As a consequence, there is a desire to improve the heat transfer characteristics of new or existing vertically-oriented heat exchangers utilized in hydrocarbon processing.
SUMMARY OF THE INVENTION
One exemplary embodiment can be a process for transferring heat to a first stream from a second stream in a hydrocarbon process. The process can include passing the first stream through at least one generally vertically-orientated tube in an exchanger. An interior surface of the at least one generally vertically-orientated tube may form one or more curved irregularities where the first stream, prior to entering the at least one generally vertically-orientated tube, may include a mixture of a gas including hydrogen and at least one or more C1-C3 hydrocarbons, and a liquid including one or more C4-C13 hydrocarbons.
Another exemplary embodiment may be a process for modifying a tube for a generally vertically-orientated exchanger in a hydrocarbon unit. The process can include introducing an insert into the tube where the insert may form one or more curved irregularities for modifying an interior of the tube.

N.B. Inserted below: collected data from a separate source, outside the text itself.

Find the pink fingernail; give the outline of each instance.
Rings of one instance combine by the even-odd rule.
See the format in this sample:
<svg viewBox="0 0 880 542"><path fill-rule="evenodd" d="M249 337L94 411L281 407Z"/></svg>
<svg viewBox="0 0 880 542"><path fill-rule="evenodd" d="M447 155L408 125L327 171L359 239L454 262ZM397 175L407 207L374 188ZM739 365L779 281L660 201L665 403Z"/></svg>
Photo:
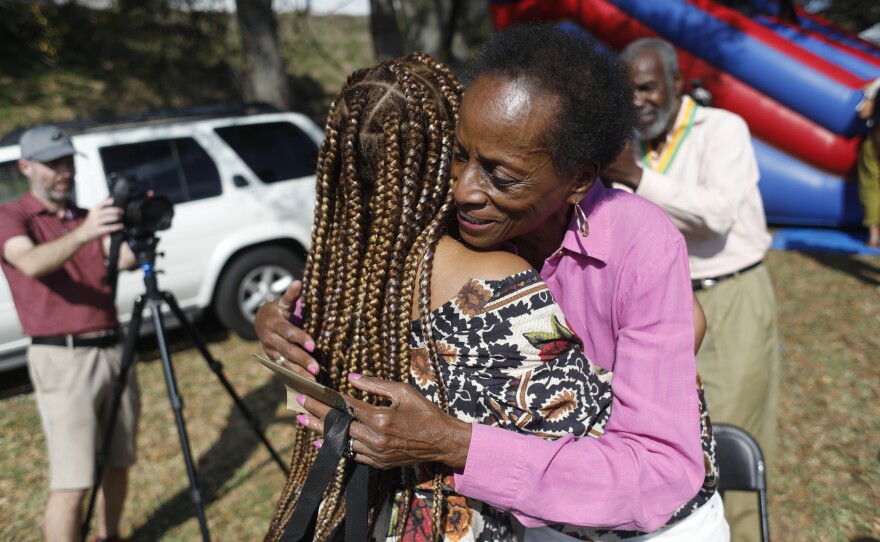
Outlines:
<svg viewBox="0 0 880 542"><path fill-rule="evenodd" d="M297 414L296 421L299 422L300 425L304 425L306 427L309 426L309 419L306 418L303 414Z"/></svg>
<svg viewBox="0 0 880 542"><path fill-rule="evenodd" d="M360 373L348 373L348 378L350 378L352 380L357 380L360 377L361 377Z"/></svg>
<svg viewBox="0 0 880 542"><path fill-rule="evenodd" d="M306 352L314 352L315 351L315 343L312 341L306 341L306 344L303 346L306 347Z"/></svg>
<svg viewBox="0 0 880 542"><path fill-rule="evenodd" d="M323 443L320 440L313 440L312 441L312 446L314 446L315 448L317 448L319 450L321 449L322 445L323 445Z"/></svg>
<svg viewBox="0 0 880 542"><path fill-rule="evenodd" d="M313 375L318 374L319 369L320 369L320 367L318 367L317 363L312 363L311 365L308 366L309 372L312 373Z"/></svg>
<svg viewBox="0 0 880 542"><path fill-rule="evenodd" d="M306 396L300 395L296 398L296 402L299 403L299 406L303 406L306 403Z"/></svg>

A further exemplary embodiment can be a process for transferring heat from an effluent to a first stream in a reforming process. The process can include passing the first stream through at least one generally vertically-orientated tube in an exchanger. Generally, an interior surface of the tube can form one or more curved irregularities and the first stream, prior to entering the at least one generally vertically-orientated tube, may include a mixture of a gas including at least about 60%, by volume, hydrogen and a liquid including one or more C4-C12 hydrocarbons.
The embodiments disclosed herein can provide a tube for a vertically-oriented heat exchanger that has one or more curved irregularities within the tube. Particularly, the tube can form helical grooves and/or ridges that increase the heat transfer from a fluid inside the tube to a fluid in a shell of an exchanger by improving the liquid lift and the liquid-vapor distribution of the tubes. Moreover, the tube can also form or contain external fins to increase heat transfer. Additionally, an existing tube can be retrofitted to receive an insert having one or more curved irregularities formed therein. Thus, the liquid lift and liquid-vapor distribution of the tubes may be improved, and the heat transfer of an existing heat exchanger can be increased.
DEFINITIONS
As used herein, the term “stream” can include various hydrocarbon molecules, such as straight-chain, branched, or cyclic alkanes, alkenes, alkadienes, and alkynes, and optionally other substances, such as gases, e.g., hydrogen, or impurities, such as heavy metals, and sulfur and nitrogen compounds. The stream can also include aromatic and non-aromatic hydrocarbons. Moreover, the hydrocarbon molecules may be abbreviated C1, C2, C3 . . . Cn where “n” represents the number of carbon atoms in the one or more hydrocarbon molecules.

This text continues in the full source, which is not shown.